SASKATCHEWAN (CBC) - Saskatchewan Justice Minister Don Morgan should resign after telling a variety of different stories about the person who leaked police reports, the NDP Opposition says.
Last year, the Saskatchewan Party used the leaked documents to attack the governing New Democrats in the legislature.
The files concerned a Regina police investigation in the early 1990s into about $6,000 taken from the NDP caucus by a former employee. No charges resulted, and the then-opposition Saskatchewan Party wanted to know why. A second police investigation resulted in no recommendation that charges be laid.
A police investigation into who leaked the confidential files didn't result in charges either, although police said they suspected a certain Regina police officer was the leaker.
In recent days in the legislature, Morgan has provided different versions of his contacts with the man, who hasn't been named.
At first, Morgan said he'd never spoken to the officer: "I have not."
Later he admitted he had, on the phone: "Yes, I have on an unrelated matter some years ago."
After saying he spoke to the person on the phone, Morgan said he'd never met him: "He's not known to me. If he was standing in this scrum I wouldn't know the individual. I would not."
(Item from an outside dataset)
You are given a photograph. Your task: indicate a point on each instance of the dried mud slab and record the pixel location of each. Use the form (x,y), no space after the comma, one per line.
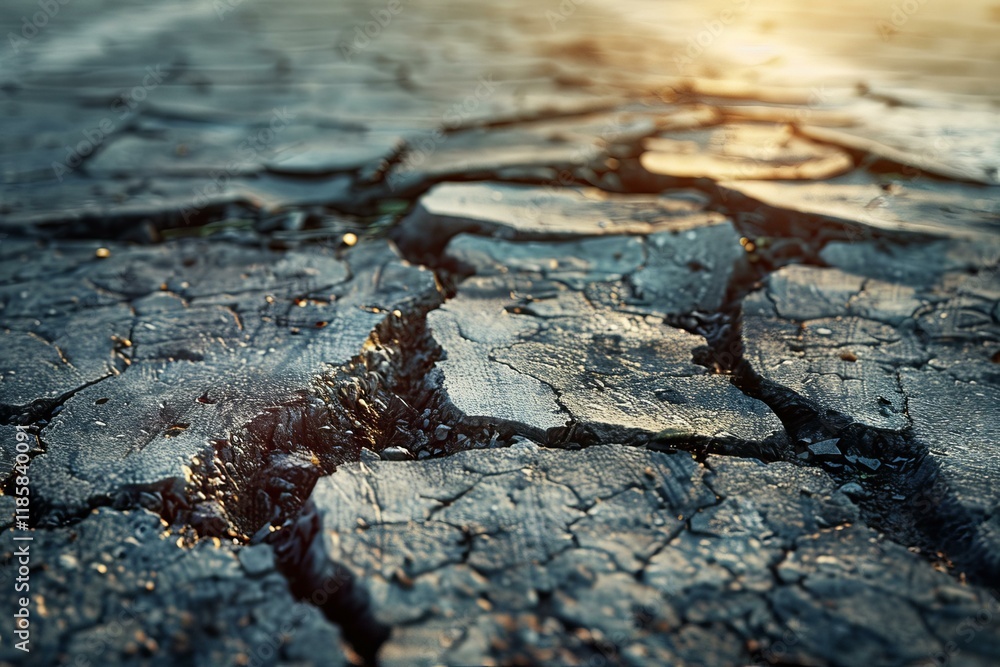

That version was put to a further test Thursday, when NDP justice critic Frank Quennell released a letter written to the man in question from Morgan several years ago, in which Morgan admitted he did meet with the officer.
Morgan dealt with that latest development by talking to reporters. He said it was an innocent mistake.
"I stand corrected by my own letter," he said. "My recollection is that I had a conversation with him and that I wrote a letter and clearly, that's not correct."
Morgan said his memory isn't perfect, but he wasn't trying to be deceptive.
However, Quennell said he doesn't believe what Morgan says now.
"Everything he says about this turns out to be not true," Quennell said. "I don't give him the benefit of the doubt any more."
Morgan should step down while the matter is investigated, he said.